Quase 10 anos depois, novos sinais infelizes de violência. Em 2004, durante um jogo das equipas secundárias, Jorge Acuña teve de receber tratamento hospitalar depois da claque do Ajax ter atacado os jogadores do Feyenoord. Um ainda desconhecido Robin van Persie escapou ao ser resgatado por John van’t Schip, então treinador da equipa do Ajax.
No ano seguinte, a derrota do Feyenoord em Roterdão resultou numa série de motins sem precedentes entre elementos das duas equipas.
Ausência de adeptos
Em 2009, de forma a tentar placar a violência, os autarcas das duas cidades, em acordo com a federação neerlandesa (KNVB) levaram avante uma proibição de adeptos visitantes durante cinco temporadas.

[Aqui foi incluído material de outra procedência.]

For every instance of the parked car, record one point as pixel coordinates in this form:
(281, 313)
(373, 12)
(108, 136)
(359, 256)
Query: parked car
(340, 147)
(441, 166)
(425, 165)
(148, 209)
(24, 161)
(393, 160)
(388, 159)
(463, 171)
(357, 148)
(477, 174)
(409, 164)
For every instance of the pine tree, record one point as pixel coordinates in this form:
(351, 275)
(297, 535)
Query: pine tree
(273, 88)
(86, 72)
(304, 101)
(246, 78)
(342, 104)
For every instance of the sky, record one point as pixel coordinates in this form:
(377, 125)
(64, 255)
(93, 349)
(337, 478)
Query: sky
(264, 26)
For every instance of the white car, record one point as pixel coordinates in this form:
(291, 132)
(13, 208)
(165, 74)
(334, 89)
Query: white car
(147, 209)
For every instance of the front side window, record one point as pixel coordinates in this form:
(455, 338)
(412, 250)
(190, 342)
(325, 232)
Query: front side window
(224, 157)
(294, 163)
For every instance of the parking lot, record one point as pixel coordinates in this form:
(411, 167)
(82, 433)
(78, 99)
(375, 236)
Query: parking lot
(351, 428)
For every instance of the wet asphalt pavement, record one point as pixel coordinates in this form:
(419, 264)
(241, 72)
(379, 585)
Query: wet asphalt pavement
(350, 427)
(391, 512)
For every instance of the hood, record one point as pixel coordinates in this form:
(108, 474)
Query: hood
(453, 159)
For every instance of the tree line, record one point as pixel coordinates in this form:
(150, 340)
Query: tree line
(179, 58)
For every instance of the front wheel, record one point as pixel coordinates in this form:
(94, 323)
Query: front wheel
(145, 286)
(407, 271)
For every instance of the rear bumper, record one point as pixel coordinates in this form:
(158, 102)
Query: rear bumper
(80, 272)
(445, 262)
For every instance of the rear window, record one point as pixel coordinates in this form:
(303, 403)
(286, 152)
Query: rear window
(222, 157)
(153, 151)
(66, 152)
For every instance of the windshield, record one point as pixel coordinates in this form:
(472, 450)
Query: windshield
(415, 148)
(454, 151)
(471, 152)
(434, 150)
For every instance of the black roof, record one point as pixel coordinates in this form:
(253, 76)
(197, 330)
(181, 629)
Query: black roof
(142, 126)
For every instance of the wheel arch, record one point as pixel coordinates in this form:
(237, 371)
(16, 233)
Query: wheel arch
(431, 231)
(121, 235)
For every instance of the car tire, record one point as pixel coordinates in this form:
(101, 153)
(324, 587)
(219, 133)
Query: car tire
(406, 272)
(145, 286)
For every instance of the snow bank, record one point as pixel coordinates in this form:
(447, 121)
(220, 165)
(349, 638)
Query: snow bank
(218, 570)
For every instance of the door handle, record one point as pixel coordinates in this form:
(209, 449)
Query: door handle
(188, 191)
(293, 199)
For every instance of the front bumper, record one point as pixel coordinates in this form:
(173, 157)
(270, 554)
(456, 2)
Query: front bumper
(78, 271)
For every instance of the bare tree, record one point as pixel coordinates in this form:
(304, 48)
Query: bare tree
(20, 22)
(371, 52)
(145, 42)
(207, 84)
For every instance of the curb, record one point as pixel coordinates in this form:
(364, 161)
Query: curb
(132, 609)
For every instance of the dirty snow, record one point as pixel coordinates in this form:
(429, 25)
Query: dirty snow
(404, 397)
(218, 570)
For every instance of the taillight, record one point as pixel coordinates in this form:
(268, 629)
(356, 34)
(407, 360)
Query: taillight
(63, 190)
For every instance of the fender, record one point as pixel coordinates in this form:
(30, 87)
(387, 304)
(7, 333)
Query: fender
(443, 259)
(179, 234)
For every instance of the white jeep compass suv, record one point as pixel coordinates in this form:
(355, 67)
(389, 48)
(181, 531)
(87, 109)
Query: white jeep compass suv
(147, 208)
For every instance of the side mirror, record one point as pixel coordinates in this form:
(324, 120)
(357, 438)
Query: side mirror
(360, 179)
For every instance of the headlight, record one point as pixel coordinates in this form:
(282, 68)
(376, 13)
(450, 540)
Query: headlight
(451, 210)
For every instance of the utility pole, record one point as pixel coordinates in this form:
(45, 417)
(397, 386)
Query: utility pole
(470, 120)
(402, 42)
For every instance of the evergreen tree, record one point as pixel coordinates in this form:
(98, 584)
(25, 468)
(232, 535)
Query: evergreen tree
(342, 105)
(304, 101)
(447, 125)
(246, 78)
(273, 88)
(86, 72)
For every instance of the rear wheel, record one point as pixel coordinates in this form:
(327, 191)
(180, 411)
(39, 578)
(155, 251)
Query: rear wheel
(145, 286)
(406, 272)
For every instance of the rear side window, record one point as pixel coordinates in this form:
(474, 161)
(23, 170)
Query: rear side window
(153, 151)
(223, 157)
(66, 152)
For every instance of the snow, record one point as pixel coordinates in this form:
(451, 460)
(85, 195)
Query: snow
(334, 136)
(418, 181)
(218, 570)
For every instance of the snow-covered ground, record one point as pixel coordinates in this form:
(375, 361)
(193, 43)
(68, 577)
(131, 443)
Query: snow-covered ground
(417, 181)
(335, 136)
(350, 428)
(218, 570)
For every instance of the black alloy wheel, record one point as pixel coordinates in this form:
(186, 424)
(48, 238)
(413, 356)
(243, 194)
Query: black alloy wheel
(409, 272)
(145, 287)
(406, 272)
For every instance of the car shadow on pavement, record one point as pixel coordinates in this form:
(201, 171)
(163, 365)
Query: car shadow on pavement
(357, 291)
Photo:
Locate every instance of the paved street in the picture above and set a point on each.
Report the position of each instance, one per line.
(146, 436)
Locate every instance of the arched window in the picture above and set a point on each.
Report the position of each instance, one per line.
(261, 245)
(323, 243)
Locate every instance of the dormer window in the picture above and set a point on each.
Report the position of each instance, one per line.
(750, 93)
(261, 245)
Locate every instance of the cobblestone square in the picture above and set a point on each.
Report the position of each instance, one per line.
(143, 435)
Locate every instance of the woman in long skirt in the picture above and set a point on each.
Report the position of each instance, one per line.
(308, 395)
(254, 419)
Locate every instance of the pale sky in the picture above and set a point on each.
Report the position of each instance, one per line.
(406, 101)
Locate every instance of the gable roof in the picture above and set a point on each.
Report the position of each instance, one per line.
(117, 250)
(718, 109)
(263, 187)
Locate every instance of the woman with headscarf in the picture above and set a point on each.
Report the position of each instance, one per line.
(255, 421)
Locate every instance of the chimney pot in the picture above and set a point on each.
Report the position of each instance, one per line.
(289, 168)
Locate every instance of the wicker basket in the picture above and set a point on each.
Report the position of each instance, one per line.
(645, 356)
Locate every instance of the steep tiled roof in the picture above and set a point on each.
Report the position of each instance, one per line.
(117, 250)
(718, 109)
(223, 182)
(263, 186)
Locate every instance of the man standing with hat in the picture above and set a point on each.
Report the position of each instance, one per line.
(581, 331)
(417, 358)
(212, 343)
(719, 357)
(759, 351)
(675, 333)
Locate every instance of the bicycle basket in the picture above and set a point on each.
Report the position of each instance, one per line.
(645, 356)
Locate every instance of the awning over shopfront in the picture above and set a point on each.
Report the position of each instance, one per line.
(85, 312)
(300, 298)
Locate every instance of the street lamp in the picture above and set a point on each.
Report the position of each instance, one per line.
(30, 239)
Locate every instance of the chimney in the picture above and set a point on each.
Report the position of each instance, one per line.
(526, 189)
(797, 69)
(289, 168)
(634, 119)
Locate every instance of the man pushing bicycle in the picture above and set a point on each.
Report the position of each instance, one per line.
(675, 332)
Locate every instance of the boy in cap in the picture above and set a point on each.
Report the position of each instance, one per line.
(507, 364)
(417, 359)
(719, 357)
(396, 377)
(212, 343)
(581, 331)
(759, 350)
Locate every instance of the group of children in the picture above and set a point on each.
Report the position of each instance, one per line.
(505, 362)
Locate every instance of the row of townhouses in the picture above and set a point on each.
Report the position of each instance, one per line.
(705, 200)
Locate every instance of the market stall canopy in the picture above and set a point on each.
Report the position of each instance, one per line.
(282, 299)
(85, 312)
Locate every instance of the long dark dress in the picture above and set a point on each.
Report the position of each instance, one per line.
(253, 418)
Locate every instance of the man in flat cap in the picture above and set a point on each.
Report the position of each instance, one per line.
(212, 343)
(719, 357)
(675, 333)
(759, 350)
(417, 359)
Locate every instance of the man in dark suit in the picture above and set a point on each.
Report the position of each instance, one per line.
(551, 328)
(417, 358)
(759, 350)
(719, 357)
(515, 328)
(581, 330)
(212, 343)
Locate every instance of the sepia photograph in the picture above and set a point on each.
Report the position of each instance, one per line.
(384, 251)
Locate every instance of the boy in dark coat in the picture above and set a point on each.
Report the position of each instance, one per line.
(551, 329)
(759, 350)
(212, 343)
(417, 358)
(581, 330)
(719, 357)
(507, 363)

Contudo, no regresso dos adeptos, na final da taça de 2014, os elementos afetos do Ajax interromperam a partida com artefactos pirotécnicos e o emblema de Amesterdão decidiu prolongar a suspensão até 2017.
Nem a juventude escapa
Se é certo que os incidentes têm mais visibilidade nos jogos entre as duas principais equipas, os duelos menos sonantes também não escapam. Em maio de 2019, existiram confrontos durante um duelo entre os amadores do AVV Swift (de Amesterdão) e o SC Feyenoord (de Roterdão).
No mesmo ano, a final do campeonato de juniores foi decidida entre Ajax e Feyenoord, e autocarro da equipa de Roterdão foi apedrejado à chegada ao De Toekmost, sendo que o jogo teve mesmo de ser adiado depois das famílias dos jogadores do Feyenoord terem sido atacadas. Realizou-se sem adeptos nas bancadas.
Regresso dos adeptos
A pandemia de Covid-19 retirou adeptos aos estádios. Aquando do regresso existiu novamente abertura para que as bancadas visitantes do De Klassieker também voltassem a ficar preenchidas. Mas não resultou.
Na época passada, nas meias-finais da Taça dos Países Baixos, o jogo esteve interrompido durante 20 minutos quando uma pilha vinda das bancadas do De Kuip atingiu Davy Klaassen, que ficou a sangrar. Foi preciso John de Wolf, adjunto do Feyenoord e uma das lendas do clube, pedir calma aos adeptos para que a partida fosse retomada.

Esta situação levou, de resto, a KNVB a tomar duras medidas e obrigar à interrupção dos jogos durante 20 minutos se objetos fossem atirados para relvados. Duas paragens significariam a suspensão do jogo. Para combater isto, o Feyenoord ergueu barreiras protetoras nas bancadas, que só não aparecem no estádio durante os jogos europeus, porque a UEFA não quer nada a obstruir a transmissão televisiva.

Este domingo, novo episódio infeliz, mas desta vez em Amesterdão. Com a equipa a atravessar um dos piores momentos do século XXI e a perder por 0-3 com o grande rival, os adeptos do Ajax não esconderam a frustração. Além da suspensão do jogo, também irromperam confrontos pela cidade, em mais um capítulo triste desta rivalidade.